The Ghost of the Revelator

L. E. Modesitt, Jr.

Book 2 of Ghost

Publisher: Tor Science Fiction

Published: Jan 2, 1998

Description:

Amazon.com Review

Following up on the inventive Of Tangible Ghosts, L.E. Modesitt Jr. takes us back to his balkanized, techno-colonial vision of America, an alternate history in which the English colony at Plymouth failed long ago and New France, Columbia, Quebec, and the Mormon state of Deseret scheme and scrap for control of the continent and its resources. A land of dirigibles and difference engines, Modesitt's eerily refined world is compelling and coolly original, a place where you still drive to work in a car--albeit steam-powered--but think nothing of waving good morning to the zombies raking leaves off your lawn.

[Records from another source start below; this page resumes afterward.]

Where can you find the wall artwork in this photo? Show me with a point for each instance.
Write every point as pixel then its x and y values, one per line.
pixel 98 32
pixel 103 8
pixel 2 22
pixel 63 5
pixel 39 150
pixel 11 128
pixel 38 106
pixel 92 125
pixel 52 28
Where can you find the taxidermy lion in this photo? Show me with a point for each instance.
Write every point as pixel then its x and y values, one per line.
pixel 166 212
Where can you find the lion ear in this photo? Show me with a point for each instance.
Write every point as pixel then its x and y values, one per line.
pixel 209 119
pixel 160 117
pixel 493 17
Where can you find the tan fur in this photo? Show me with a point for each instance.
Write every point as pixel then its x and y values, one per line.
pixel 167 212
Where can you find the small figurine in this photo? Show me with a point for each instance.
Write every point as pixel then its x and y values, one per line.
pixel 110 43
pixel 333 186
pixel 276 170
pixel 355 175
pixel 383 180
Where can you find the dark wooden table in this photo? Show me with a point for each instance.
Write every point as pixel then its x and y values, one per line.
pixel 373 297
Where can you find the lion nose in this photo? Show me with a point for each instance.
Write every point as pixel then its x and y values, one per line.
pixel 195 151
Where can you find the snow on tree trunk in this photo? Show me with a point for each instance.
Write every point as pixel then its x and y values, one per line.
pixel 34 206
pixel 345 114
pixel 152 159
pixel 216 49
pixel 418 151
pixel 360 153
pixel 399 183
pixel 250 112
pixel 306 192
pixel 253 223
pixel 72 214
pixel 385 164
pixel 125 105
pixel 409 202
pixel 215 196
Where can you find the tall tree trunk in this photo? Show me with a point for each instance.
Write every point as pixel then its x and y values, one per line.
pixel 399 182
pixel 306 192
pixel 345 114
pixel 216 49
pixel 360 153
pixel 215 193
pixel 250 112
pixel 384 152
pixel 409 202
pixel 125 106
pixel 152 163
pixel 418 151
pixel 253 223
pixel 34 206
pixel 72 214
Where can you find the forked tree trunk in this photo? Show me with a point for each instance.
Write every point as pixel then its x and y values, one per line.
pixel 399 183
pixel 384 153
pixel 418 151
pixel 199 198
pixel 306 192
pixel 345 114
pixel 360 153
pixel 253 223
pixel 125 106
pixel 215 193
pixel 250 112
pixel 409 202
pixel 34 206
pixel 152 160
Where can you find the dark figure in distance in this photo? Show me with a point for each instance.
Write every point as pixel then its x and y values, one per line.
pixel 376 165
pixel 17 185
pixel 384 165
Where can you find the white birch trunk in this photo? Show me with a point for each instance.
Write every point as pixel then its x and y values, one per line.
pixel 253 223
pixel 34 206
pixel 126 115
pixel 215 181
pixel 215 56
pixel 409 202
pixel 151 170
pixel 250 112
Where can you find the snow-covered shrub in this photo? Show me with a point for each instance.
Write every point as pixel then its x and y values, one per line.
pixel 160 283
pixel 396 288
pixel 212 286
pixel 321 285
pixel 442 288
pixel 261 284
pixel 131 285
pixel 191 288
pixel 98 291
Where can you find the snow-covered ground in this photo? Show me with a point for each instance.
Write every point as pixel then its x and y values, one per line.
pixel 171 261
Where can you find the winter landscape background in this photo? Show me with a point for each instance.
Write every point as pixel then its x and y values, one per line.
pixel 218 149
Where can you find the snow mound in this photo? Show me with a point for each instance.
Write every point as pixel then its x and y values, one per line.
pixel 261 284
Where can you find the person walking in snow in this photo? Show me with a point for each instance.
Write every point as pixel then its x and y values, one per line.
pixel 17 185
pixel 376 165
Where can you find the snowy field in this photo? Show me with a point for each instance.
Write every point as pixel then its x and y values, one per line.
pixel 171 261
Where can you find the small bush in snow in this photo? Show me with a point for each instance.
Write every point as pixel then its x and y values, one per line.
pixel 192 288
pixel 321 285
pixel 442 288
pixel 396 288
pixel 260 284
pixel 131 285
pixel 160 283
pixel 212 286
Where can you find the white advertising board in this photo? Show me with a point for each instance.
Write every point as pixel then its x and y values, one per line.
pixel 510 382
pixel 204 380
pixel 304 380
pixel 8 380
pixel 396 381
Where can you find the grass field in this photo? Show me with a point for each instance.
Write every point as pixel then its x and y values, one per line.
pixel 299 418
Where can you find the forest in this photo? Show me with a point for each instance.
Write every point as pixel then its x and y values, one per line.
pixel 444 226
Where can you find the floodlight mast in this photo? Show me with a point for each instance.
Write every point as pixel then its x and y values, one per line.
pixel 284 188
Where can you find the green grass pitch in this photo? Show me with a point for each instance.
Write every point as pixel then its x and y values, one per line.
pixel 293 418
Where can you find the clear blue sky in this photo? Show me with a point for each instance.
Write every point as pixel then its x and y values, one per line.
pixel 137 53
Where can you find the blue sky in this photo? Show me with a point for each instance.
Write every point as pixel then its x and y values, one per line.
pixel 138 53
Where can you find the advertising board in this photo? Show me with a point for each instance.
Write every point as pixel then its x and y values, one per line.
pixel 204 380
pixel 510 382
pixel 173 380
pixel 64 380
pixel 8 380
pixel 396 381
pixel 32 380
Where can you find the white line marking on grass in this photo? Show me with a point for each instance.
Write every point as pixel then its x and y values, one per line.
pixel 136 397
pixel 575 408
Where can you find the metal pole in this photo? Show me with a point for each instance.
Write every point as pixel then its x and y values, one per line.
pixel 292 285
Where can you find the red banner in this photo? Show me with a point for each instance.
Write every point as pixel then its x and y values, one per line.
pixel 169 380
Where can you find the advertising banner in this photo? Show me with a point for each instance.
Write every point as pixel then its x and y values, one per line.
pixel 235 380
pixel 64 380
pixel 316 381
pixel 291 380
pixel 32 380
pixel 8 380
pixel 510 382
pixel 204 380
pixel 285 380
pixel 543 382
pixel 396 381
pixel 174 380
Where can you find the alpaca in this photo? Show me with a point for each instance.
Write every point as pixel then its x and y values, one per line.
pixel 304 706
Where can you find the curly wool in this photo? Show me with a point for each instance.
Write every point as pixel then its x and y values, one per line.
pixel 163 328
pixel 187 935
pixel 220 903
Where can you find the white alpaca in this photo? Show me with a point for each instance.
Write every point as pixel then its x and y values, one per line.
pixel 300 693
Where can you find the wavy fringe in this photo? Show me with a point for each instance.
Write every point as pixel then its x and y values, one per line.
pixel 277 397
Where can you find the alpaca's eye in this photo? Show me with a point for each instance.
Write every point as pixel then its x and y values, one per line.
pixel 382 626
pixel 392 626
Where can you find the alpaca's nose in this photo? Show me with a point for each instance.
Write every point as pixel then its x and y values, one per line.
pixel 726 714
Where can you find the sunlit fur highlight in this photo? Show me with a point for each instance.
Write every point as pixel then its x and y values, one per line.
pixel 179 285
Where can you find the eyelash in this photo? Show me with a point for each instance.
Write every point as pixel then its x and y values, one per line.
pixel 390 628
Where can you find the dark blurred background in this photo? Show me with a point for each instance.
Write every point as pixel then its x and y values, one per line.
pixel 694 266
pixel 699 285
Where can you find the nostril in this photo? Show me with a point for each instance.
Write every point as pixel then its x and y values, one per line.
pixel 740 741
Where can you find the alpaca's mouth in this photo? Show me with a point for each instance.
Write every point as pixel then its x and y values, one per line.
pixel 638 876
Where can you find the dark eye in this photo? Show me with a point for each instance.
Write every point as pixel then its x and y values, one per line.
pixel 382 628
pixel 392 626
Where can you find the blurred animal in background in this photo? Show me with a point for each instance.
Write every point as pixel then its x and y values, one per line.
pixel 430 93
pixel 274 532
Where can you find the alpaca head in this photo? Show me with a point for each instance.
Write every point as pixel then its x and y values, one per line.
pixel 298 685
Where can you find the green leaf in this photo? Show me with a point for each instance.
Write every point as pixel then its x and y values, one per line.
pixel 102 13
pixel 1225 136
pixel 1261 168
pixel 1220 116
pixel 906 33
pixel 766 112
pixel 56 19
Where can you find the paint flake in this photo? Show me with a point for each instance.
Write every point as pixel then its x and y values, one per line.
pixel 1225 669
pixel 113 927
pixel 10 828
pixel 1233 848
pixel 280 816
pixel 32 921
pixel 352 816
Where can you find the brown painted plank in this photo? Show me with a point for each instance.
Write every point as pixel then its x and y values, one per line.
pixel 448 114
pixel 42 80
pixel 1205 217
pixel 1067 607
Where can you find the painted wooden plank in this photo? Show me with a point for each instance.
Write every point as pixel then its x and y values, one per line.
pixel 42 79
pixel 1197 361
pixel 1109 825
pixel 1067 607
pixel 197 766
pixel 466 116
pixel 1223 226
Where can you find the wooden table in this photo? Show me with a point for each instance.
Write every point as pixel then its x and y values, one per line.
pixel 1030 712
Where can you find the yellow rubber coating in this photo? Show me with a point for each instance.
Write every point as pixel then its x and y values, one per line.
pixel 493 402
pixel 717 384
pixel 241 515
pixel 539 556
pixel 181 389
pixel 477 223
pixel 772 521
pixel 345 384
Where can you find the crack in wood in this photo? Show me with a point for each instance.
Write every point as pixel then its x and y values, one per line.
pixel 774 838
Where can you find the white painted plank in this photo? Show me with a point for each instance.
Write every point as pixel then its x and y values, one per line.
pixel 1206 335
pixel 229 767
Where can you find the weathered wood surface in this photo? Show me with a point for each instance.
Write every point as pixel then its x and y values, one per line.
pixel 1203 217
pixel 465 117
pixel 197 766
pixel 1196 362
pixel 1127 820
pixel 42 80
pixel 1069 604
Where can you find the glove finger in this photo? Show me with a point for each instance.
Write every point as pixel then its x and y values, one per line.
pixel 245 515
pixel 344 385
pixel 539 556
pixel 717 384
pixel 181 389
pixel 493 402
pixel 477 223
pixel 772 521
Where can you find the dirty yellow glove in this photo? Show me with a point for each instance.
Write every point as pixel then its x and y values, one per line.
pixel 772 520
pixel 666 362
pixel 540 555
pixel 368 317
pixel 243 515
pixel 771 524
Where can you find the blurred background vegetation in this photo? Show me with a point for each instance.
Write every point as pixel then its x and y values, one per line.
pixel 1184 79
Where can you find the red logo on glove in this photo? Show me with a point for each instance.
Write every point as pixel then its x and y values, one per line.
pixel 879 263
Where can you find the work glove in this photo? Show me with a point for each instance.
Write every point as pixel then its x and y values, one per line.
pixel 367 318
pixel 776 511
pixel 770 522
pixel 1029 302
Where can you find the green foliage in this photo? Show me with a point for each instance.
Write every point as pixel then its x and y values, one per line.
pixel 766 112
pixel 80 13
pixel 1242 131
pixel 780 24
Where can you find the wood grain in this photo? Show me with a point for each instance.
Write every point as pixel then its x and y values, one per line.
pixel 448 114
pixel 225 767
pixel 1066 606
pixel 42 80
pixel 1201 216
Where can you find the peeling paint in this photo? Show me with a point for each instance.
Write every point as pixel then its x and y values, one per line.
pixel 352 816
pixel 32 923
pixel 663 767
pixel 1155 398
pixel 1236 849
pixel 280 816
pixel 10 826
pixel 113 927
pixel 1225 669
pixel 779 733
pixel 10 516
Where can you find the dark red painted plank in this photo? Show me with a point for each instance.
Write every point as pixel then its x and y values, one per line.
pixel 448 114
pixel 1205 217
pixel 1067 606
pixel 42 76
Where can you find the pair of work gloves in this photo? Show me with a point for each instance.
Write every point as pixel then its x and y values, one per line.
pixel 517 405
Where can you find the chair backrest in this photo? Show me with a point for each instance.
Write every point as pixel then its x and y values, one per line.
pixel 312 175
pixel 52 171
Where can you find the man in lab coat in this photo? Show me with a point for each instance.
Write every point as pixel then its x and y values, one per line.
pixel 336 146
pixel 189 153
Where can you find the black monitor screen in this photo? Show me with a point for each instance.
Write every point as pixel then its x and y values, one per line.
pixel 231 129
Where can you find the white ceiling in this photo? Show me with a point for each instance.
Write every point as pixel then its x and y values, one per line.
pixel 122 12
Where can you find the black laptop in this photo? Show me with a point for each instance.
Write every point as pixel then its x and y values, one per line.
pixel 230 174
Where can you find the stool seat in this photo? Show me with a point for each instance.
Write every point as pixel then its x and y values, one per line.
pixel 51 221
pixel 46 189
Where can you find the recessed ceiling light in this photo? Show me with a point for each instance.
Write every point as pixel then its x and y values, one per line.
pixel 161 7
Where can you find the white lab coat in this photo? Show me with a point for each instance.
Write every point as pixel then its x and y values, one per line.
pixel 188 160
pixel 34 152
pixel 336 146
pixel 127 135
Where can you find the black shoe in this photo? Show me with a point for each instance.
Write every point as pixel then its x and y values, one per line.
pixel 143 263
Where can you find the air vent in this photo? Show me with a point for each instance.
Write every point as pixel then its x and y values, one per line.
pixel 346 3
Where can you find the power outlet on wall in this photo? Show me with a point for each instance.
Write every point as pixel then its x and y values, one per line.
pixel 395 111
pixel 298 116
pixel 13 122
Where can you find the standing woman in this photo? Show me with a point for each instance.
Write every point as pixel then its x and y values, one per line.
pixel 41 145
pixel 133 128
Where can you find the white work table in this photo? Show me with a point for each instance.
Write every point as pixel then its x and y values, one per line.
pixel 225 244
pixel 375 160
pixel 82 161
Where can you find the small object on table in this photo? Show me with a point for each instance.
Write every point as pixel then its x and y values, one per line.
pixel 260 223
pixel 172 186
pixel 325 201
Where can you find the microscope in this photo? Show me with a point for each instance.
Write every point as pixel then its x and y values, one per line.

The protagonist of Tangible Ghosts, college professor and former secret agent Johan Eschbach, is back in this espionage thriller, now married to world-class singer and fellow former spy Lysette duBoise. Amidst intrigue and having barely survived an attempt on their lives, the two head off to Salt Lake City after Lysette is invited to sing there by Deseret's Mormon government. Of course nothing is quite as it seems: the situation quickly becomes complicated as Austro-Hungary tries to derail any cooperation between Columbia and Deseret, and a fanatic splinter group kidnaps Lysette to force Eschbach to summon the ghost of the Revelator, no less than Joseph Smith. With its smooth and measured action and its novel and well-developed characters and setting, Ghost of the Revelator is a rich, rewarding read. --Paul Hughes

From Publishers Weekly

Like the portions of pasta, chocolate and wine that figure heavily in the diet of retired spy?now amateur chef and university professor?Johan Eschbach and his diva wife, Llysette, too many themes weigh down the fragile story line of Modesitt's new installment in the couple's battle with evil bureaucracy in a contemporary alternative North America. Eschbach's singular expertise with the "ghost technology" introduced in Of Tangible Ghosts now involves him and Llysette in dastardly plotting among the nations of New France, Mormon-dominated Deseret and Dutch-settled Columbia, all scheming to replace their steam-driven economies with syn-fueled military might. Intriguing ethical issues of ghost raising and zombie-izing seem to evaporate here, because Modesitt gets bogged down in environmentalism, two-career marriage angst, the eternal professorial woes of apathetic students and conniving administrators and the perils of an alternative Latter Day Saint theocracy. Too dependent on its predecessor for the comfort of new readers, Eschbach's current adventure is flavored minimally with science, limited chiefly to dirigibles and Stanley Steamers, while Llysette's pseudo-French dialogue ("Little she holds back") is as cloying as too much Bearnaise. All told, Modesitt reveals little that's new or savory here.